Dia mengayunkan tongkatnya pada minyak, yang tumpah di udara.

“…bukankah itu akan memalukan?”

Sihir Kirche menyalakan minyak, menyebarkan nyala api ke seluruh Kuil Dewi, membuat suara nan keras. Dalam sekejap, segrup bayaran yang tengah menyerbu, langsung mundur karena api yang tiba-tiba. Kirche dengan genit menyanyikan sebuah mantra, dan mengayunkan tongkatnya lagi. Nyala api makin mengamuk, menyebar pada bayaran di jalan masuk, melingkupi mereka dan menyebabkan mereka berguling kesakitan. Kirche berdiri dan dengan elegan menyibakkan rambutnya sebelum mengangkat tongkatnya. Meski seluruh panah tertuju padanya, sihir angin Tabitha mementahkan mereka semua.

“Wahai para bayaran yang tak tahu sopan-santun, meski aku tak tahu mengapa kalain menyerang kami.”Kirche tersenyum dan membungkuk di tengah hujan panah,” Izinkan aku, Kirche sang Ardent, dengan anggunnya menjadi lawan kalian!”. --- Sambil duduk di bahu golem tanah raksasanya, Fouquet menggigit bibirnya kesal. Grup yang diperinyahkannya menyerang langsung kembali dalam keadaan bingung setelah dikelilingi api. Dia menoleh pada ningrat bertopeng berkudung yang duduk di sebelahnya."Aduh. ribut hanya karena api segini...sewaan memang tak bisa diandalkan."

"Itu sudah cukup."

"Tapi kau tak bisa kalahkan mereka dengan ini!"
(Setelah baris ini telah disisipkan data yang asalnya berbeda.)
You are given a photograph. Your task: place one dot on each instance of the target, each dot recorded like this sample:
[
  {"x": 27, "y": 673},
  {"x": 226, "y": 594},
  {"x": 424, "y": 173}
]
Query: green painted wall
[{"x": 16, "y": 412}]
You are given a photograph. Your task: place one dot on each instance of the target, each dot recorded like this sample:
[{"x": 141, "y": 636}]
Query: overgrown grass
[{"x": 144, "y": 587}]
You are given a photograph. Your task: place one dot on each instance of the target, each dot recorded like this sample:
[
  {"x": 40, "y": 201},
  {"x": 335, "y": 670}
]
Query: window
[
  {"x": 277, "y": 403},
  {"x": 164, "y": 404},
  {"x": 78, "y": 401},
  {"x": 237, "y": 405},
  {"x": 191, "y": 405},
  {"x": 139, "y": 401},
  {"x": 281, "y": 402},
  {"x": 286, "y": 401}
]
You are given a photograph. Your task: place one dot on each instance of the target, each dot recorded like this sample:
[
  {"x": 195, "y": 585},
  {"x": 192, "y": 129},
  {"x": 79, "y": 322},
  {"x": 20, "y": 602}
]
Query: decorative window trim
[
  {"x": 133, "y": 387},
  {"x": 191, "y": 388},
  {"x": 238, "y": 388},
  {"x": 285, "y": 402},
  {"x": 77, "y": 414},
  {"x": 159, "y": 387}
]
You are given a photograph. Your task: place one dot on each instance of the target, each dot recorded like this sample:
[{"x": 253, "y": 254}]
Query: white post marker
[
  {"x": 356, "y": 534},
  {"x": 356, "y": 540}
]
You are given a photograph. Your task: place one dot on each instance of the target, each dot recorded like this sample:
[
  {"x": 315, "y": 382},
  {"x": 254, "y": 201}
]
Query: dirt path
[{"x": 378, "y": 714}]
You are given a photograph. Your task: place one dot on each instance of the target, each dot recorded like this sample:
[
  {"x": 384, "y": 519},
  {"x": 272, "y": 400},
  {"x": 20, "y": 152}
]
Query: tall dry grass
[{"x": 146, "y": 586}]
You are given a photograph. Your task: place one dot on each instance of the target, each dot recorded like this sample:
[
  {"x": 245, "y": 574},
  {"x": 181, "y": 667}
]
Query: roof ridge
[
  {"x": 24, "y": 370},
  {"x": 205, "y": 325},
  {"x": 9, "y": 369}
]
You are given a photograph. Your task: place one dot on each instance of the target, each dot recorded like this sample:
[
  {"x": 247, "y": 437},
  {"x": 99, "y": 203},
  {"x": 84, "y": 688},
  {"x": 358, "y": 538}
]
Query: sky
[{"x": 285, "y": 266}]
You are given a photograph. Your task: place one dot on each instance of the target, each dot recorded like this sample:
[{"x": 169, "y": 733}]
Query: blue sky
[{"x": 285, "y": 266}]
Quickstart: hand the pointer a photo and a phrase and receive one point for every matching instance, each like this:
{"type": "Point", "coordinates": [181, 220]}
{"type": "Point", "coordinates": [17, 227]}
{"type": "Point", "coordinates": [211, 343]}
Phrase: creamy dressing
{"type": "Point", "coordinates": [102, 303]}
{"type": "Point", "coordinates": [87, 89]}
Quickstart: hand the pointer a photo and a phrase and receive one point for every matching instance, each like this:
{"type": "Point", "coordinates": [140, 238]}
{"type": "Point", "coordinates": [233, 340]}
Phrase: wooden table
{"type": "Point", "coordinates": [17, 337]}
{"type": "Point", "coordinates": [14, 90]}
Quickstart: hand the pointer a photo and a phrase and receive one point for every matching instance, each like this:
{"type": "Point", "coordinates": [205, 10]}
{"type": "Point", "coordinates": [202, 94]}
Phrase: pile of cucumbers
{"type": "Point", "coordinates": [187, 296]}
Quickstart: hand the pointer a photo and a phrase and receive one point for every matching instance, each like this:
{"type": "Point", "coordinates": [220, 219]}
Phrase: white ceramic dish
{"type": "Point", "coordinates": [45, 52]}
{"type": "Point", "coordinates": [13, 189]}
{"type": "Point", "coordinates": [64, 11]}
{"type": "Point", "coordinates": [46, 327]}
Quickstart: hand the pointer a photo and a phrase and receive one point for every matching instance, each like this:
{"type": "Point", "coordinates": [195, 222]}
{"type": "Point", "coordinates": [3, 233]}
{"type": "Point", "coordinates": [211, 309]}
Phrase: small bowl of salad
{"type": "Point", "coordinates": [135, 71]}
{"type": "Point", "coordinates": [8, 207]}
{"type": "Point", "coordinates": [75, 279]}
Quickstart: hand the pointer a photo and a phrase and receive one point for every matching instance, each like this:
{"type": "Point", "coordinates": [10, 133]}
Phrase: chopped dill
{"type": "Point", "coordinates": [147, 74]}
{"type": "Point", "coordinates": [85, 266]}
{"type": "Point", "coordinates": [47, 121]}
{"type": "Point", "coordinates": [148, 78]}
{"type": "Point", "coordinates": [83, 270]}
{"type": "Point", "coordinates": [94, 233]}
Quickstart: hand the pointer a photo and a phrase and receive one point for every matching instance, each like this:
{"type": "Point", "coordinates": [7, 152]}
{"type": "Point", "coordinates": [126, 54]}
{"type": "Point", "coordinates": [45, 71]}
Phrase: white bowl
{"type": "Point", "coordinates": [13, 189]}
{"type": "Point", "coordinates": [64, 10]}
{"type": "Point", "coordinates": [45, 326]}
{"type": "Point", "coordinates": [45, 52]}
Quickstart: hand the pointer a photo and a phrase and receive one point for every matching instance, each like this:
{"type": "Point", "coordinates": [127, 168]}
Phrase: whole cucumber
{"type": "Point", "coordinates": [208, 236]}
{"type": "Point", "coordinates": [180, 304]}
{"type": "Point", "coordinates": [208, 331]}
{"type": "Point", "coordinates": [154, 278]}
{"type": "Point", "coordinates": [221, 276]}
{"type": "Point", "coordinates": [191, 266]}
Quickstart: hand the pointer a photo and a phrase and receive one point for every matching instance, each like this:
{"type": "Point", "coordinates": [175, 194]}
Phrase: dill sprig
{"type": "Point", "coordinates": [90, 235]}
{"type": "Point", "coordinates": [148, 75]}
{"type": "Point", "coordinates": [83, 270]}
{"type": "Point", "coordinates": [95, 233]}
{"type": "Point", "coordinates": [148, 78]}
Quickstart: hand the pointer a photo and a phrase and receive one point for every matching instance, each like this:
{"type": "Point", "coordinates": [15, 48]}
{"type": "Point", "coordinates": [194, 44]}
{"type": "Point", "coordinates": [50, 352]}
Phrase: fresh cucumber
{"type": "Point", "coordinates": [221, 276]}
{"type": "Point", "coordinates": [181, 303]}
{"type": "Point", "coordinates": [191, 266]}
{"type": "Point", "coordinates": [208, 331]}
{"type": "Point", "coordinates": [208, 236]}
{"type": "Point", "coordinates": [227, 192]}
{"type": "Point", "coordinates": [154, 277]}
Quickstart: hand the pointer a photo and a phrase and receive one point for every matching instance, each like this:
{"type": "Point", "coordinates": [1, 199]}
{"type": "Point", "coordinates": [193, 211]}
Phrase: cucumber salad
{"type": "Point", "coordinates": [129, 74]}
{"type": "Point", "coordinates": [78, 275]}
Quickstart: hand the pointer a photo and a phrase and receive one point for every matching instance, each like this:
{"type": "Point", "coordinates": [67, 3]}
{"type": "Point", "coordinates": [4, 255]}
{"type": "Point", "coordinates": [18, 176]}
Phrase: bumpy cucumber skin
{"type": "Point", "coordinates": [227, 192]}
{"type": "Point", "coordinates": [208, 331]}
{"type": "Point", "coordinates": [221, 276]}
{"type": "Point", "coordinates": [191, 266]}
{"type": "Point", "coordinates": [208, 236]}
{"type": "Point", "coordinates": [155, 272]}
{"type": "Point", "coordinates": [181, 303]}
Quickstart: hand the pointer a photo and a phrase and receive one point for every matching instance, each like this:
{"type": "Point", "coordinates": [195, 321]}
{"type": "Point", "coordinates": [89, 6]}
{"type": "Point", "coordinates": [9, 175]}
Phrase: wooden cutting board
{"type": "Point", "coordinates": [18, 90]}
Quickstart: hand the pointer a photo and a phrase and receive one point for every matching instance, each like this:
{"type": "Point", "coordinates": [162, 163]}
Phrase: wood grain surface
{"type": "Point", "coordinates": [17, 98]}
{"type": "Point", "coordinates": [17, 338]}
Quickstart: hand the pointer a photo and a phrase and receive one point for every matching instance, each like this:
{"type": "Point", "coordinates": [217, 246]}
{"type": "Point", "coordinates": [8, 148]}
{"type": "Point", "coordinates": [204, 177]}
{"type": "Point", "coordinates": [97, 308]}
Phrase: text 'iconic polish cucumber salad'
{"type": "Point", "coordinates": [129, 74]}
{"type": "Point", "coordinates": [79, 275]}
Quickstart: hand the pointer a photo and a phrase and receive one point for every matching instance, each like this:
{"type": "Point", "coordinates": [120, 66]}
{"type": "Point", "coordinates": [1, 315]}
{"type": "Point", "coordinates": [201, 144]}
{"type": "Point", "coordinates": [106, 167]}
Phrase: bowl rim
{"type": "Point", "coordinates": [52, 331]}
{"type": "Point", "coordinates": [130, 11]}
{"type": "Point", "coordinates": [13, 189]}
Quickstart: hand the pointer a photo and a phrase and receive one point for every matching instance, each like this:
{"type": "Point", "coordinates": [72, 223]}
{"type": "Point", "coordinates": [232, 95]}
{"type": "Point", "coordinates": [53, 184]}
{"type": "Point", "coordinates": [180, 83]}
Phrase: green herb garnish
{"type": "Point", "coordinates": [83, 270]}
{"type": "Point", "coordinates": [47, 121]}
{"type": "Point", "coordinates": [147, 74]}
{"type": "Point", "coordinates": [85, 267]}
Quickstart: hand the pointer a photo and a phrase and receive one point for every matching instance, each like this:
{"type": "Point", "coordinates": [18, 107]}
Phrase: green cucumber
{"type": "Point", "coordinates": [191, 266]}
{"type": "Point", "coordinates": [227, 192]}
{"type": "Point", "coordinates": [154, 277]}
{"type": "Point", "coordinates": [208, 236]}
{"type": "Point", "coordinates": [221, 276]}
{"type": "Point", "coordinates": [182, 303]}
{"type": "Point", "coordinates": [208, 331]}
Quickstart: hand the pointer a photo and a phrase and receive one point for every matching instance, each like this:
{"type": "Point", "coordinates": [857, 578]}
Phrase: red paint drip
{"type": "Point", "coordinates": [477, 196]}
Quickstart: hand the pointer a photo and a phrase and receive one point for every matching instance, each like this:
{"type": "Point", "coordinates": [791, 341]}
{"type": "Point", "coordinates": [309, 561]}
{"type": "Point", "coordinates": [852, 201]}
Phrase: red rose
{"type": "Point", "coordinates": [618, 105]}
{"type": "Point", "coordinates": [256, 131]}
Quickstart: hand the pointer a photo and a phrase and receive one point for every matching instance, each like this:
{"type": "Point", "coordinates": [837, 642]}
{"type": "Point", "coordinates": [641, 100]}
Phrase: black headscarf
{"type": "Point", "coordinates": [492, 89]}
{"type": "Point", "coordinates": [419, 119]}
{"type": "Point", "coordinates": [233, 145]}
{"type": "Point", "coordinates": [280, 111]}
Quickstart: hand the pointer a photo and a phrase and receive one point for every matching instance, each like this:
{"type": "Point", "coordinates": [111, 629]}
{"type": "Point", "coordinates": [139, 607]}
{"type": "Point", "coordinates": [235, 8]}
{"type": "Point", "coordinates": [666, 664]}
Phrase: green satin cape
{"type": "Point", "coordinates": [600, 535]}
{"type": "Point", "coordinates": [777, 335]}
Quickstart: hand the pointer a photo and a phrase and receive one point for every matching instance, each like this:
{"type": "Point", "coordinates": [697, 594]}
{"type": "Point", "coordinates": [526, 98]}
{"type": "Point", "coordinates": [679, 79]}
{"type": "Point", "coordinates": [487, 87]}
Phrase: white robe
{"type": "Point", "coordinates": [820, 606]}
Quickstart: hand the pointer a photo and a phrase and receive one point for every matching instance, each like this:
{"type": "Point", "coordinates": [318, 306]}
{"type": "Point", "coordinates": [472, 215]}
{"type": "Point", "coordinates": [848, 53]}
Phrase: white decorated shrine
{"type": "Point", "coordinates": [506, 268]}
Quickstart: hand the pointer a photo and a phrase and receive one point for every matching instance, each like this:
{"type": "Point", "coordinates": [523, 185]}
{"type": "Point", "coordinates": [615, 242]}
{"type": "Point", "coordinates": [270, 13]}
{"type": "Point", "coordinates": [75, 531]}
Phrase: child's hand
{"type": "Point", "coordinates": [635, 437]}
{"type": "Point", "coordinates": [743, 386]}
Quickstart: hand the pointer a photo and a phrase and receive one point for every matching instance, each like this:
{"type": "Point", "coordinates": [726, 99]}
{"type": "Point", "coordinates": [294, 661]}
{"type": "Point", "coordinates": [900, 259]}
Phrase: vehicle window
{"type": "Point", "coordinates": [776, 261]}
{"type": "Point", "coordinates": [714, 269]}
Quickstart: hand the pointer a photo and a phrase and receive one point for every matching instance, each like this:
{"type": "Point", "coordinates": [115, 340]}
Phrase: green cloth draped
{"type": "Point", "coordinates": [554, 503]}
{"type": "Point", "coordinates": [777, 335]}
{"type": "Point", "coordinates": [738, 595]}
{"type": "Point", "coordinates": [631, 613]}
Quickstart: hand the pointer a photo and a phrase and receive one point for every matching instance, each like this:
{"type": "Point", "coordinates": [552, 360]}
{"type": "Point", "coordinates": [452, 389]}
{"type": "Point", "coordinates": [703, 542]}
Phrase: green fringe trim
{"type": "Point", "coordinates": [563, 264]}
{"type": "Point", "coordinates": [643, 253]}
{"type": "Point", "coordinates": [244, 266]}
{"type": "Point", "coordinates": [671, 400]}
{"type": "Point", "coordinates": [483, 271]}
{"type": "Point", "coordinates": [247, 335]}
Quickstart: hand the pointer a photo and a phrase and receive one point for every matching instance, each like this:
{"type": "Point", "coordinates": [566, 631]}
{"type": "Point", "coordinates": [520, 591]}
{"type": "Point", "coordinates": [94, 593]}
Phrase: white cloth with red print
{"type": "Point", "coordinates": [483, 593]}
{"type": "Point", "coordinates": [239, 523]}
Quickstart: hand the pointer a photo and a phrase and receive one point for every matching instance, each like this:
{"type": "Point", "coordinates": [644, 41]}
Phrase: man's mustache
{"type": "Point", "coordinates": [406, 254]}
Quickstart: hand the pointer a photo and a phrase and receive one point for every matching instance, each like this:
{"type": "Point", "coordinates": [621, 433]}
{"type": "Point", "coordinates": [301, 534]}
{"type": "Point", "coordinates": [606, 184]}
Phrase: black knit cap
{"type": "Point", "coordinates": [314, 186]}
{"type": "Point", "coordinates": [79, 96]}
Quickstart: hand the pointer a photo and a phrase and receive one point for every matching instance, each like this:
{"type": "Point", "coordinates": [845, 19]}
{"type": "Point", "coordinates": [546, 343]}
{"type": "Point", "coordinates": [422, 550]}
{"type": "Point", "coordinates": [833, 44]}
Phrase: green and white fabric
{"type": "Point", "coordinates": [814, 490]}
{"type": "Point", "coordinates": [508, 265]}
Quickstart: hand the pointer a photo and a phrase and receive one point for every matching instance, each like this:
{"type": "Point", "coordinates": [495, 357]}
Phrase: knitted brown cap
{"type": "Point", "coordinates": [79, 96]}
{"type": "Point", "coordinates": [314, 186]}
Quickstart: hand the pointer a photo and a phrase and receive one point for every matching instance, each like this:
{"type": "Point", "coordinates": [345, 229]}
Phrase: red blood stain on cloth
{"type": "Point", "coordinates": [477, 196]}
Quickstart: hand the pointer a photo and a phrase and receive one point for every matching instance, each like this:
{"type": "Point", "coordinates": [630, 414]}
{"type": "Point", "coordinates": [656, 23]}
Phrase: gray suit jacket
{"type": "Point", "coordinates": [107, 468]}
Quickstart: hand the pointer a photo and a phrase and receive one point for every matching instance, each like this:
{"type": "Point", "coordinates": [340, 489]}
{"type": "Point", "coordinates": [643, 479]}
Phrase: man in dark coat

"Tak apa-apa jika mereka tak bisa. Yang perlu mereka lakukan hanyalah memisahkan mereka."

"Meski kau berkata begitu, Aku takkan membiarkannya begini. Aku dihinakan begitu rendah karena mereka."

Si pria berkudung tak menjawab, malah berdiri seolah tak mendengar apa-apa, dan berbicara pada Fouquet,"Baiklah, aku akan pergi mengejar gadis Valliere itu."

"Lalu apa yang harus kulakukan?" jawab Fouquet, terkejut.

"apapun yang kau suka. Bakar atau masak yang tersisa, terserahlah. Kita akan bertemu di restoran yang biasa." Dia melomp[at turun dari bahu golem, lalu menghilang di kegelapan malam bagai angin tengah malam, lembut dan menusuk.

"Sssh...orang yang terlalu meremehkan. Tak bisa mengatakan padaku apa yang dipikirkannya." Fouquet berbicara pelan dalam kesal.

Erangan datang dari orang-orang di bawah. Angin kuat berhembus dari dalam kuil, menyebarkan dan menguatkan api yang tak kenal ampun. Bahkan para pemanah yang bersembunyi dalam gelap merasa terbakar.

Fouquet berteriak pada yang di bawah, "Ya ampun, cukup! Kalian semua tak berguna! Minggir!"

Sang golem bangkit dengan suara menggelegar, dan menuju jalan masuk, terus meninju sambil terus masju.

---

Kirche dan Tabitha mengontrol api di ruangan, memaksa para bayaran tersiksa di luar sana. Sekelompok pemanah juga kabur karena api yang disebarkan angin Tabitha, meninggalkan busur mereka di belakang.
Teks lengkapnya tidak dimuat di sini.